Should Furnace Chimney be insulated?
#1
08-20-04, 08:00 AM
Should Furnace Chimney be insulated?
The whole house is heated with hot water and a boiler. The boiler/furnace has a chimney that goes up, through the attic and through the roof.
We live where it gets -10 below at times and have very deep snow.
I am trying to prevent ice daming and and water build-up on my roof and icecycles. The attic floor is insulated and there is a ridge-vent and the eaves are vented. This chimney pipe goes up threw the middle of the attic. Should I be wise to insulate it so that heat is not escaping into the attic causing the roof to melt the snow, under the snow?
We live where it gets -10 below at times and have very deep snow.
I am trying to prevent ice daming and and water build-up on my roof and icecycles. The attic floor is insulated and there is a ridge-vent and the eaves are vented. This chimney pipe goes up threw the middle of the attic. Should I be wise to insulate it so that heat is not escaping into the attic causing the roof to melt the snow, under the snow?
#2
08-22-04, 07:07 AM
The easiest way to describe free and adequate attic ventilation is to dip a straw into a fluid and putting your finger to cover the end of the straw and taking the straw out of the fluid. The fluid remains inside the straw until you remove your finger from the end of the straw.
Adequate free venting is illustrated by removing your finger from the end of the straw and Inadequate free venting is illustrated by leaving your finger on the end of the straw. You can compare this to your situation where there no snow on your roof covering the ridge vents (adequate free venting) and snow on the roof covering the ridge vents (inadequate free venting).
As far as insulating your chimney flue, it is not advisable to do so. The reasons for this are sizing and flue stack temperature to safely dispose of the gases produced from combustion. The hotter a gas is, the faster it will rise. As the gases produced from combustion rises from either your boiler and/or furnace, it draws in a certain amount of fresh air into the combustion chamber. The size of the flue and the temperature of the flue stack gases are designed to provide optimum efficiency. Of course there are other considerations when determining flue stack size, but for this explanation they need not included.

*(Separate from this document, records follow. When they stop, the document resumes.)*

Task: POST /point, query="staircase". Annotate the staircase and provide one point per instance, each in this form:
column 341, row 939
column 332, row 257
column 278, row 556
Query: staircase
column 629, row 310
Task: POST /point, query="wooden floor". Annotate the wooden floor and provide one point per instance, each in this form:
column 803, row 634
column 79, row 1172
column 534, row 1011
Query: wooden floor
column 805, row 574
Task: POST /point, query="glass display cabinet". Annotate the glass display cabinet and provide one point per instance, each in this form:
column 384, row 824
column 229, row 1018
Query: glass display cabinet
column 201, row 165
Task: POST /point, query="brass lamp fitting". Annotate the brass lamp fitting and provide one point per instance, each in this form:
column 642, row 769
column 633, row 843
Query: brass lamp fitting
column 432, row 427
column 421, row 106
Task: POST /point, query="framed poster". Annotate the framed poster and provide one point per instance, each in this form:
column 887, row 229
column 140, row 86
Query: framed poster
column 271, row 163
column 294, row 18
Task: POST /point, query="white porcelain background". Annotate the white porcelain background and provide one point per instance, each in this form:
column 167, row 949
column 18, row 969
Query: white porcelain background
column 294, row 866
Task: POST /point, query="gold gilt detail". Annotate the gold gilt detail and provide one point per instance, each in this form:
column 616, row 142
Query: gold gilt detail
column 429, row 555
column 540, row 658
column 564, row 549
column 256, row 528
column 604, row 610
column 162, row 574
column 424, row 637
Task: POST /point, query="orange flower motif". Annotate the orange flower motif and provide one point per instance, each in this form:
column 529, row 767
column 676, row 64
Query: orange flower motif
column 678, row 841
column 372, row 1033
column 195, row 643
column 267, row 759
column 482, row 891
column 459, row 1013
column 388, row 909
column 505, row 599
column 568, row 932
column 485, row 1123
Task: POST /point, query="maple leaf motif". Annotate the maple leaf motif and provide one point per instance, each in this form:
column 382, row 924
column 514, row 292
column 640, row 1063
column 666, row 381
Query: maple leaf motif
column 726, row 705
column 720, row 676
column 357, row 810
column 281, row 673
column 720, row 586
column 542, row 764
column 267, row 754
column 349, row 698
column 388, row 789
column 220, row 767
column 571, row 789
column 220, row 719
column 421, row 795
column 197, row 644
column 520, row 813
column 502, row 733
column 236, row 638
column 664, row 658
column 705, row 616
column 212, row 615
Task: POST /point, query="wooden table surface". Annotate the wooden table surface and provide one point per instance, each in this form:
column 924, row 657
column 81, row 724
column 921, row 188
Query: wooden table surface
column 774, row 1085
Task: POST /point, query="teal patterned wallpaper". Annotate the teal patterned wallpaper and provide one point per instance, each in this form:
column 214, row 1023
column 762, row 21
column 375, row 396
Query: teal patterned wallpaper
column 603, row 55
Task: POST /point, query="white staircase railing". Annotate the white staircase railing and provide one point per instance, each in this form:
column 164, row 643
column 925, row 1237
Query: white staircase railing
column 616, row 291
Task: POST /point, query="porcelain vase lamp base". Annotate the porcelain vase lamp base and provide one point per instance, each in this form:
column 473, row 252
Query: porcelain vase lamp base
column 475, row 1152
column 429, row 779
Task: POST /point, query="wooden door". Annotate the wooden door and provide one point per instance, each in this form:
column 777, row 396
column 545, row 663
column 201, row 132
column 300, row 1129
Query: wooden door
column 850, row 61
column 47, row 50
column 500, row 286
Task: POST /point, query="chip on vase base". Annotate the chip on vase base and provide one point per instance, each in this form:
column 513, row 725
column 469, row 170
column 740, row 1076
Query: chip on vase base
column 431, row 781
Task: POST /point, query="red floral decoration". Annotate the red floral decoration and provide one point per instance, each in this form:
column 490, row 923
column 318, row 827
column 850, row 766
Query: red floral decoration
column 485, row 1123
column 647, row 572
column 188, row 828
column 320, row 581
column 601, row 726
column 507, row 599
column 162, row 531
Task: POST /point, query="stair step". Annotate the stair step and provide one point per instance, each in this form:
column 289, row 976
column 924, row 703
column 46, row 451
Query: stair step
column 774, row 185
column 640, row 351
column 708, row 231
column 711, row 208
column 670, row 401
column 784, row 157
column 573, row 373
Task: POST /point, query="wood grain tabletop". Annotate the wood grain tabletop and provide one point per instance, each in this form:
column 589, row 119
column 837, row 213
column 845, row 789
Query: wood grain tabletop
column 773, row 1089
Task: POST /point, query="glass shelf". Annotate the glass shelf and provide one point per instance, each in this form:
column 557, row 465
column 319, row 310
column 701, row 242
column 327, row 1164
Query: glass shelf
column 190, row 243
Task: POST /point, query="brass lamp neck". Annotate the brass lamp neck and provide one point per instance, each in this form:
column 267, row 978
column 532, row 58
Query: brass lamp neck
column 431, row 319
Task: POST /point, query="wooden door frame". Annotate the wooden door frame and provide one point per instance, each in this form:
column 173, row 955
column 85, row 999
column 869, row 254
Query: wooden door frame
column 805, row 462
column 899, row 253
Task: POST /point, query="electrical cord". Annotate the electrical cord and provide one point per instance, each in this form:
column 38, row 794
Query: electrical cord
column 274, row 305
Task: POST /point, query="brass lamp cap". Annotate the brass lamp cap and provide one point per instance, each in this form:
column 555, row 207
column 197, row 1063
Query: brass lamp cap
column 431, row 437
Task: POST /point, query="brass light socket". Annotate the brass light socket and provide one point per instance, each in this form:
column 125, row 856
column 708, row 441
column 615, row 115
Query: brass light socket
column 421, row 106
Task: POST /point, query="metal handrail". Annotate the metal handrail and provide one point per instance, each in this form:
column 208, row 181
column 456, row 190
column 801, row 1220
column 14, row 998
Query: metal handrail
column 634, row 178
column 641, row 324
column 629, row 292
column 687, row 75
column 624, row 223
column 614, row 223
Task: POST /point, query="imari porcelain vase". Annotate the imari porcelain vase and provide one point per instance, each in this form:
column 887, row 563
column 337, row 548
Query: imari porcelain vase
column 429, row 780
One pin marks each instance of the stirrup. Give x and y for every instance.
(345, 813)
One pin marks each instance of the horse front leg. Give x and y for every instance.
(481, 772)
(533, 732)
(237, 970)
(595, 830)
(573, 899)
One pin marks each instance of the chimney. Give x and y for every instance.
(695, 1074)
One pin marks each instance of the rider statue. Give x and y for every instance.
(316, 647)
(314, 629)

For example, the average efficiency of a furnace is 80%. This explicitly implies that 20% of the heat produced by the furnace goes up the chimney. This heat or energy is used to safely remove the combustion gases from the structure. The size of the flue and the flue stack temperature determine this. You decide to insulate the chimney flue in the attic. It will affect the flue stack temperature and more than likely increase the temperature because as the gases rise it loses temperature. Which affects how fast the gases rise.
If the flue gases rise faster as a result of insulating the chimney flue in the attic, then more air will be drawn into the combustion chamber and more heat (energy) will go up your chimney. Though you remove the flue gases more quickly, the impact of this can be significant. Your heating system is designed to heat your home on the coldest day of the year for your area based on 80% furnace efficiency. The increased flue stack temperature created by insulating the chimney flue in the attic extracts more heat/energy than it was originally designed for resulting in a drop of efficiency to 60%. You might not be able to heat your home on very cold days.
Another possible result of this is not having enough hot water or constantly running out of hot water when taking showers. Though admittedly there are other possible causes for inadequate domestic hot water supply.
Adequate free venting is illustrated by removing your finger from the end of the straw and Inadequate free venting is illustrated by leaving your finger on the end of the straw. You can compare this to your situation where there no snow on your roof covering the ridge vents (adequate free venting) and snow on the roof covering the ridge vents (inadequate free venting).
As far as insulating your chimney flue, it is not advisable to do so. The reasons for this are sizing and flue stack temperature to safely dispose of the gases produced from combustion. The hotter a gas is, the faster it will rise. As the gases produced from combustion rises from either your boiler and/or furnace, it draws in a certain amount of fresh air into the combustion chamber. The size of the flue and the temperature of the flue stack gases are designed to provide optimum efficiency. Of course there are other considerations when determining flue stack size, but for this explanation they need not included.
For example, the average efficiency of a furnace is 80%. This explicitly implies that 20% of the heat produced by the furnace goes up the chimney. This heat or energy is used to safely remove the combustion gases from the structure. The size of the flue and the flue stack temperature determine this. You decide to insulate the chimney flue in the attic. It will affect the flue stack temperature and more than likely increase the temperature because as the gases rise it loses temperature. Which affects how fast the gases rise.
If the flue gases rise faster as a result of insulating the chimney flue in the attic, then more air will be drawn into the combustion chamber and more heat (energy) will go up your chimney. Though you remove the flue gases more quickly, the impact of this can be significant. Your heating system is designed to heat your home on the coldest day of the year for your area based on 80% furnace efficiency. The increased flue stack temperature created by insulating the chimney flue in the attic extracts more heat/energy than it was originally designed for resulting in a drop of efficiency to 60%. You might not be able to heat your home on very cold days.
Another possible result of this is not having enough hot water or constantly running out of hot water when taking showers. Though admittedly there are other possible causes for inadequate domestic hot water supply.